If you continue this, you'd take my patches 0001 and 0002 instead of your original patch, follow the same method, and then once you're done, add my other patches.

I believe the next good steps would be to remove the invalidated iterator checker (together with support for the clear() API) and then probably try to split out the support for iterator comparisons or support for increments/decrements, then maybe separate access checks from dereference checks.

Once this is done, it'd be great to have a separate review for each patch; it'd put a bit of stress on you to do the rebases once you address comments on the older patches, but that'd make everybody who wants to review the patch, either here on phabricator, or after the commit, a lot happier.

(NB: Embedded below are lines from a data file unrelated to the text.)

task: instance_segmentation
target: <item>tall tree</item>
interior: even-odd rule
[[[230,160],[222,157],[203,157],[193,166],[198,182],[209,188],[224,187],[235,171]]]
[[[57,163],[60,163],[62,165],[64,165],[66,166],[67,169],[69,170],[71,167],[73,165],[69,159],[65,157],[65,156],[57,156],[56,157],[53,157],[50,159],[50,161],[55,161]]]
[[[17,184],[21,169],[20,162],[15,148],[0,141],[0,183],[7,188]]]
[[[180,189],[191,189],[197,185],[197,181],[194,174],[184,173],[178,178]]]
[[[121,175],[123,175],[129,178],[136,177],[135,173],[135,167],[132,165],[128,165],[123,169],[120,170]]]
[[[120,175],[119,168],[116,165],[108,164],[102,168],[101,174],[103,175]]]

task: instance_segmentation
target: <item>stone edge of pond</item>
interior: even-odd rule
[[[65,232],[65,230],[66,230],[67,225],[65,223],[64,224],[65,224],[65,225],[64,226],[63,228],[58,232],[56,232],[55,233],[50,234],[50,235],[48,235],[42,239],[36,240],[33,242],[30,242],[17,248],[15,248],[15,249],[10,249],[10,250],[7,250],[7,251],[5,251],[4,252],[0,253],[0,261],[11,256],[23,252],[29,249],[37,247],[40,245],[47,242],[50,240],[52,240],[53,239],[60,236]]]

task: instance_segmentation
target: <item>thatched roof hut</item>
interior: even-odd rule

I understand that it's not entirely a pleasant thing to do; i also understand that i might have caused confusion by asking you to merge checkers, while i didn't really mean to ask you to merge the patches as well; but it seems that it is universally accepted around there that changes should be small, so i guess it'd worth it.

Note that the point of incremental development is, of course, not splitting up huge patches before submitting to the review; the point is to actually start developing the second small patch only after the first small patch is published. Like, it's perfectly fine to submit an unfinished checker that does 10% of what you want and finds just one tiny bug and has completely obvious false positives due to lack of various modeling, as long as you say "i'd add these features in a follow-up patch". But now that we'd have to incrementally develop retroactively, it is still considered to be better than having huge commits.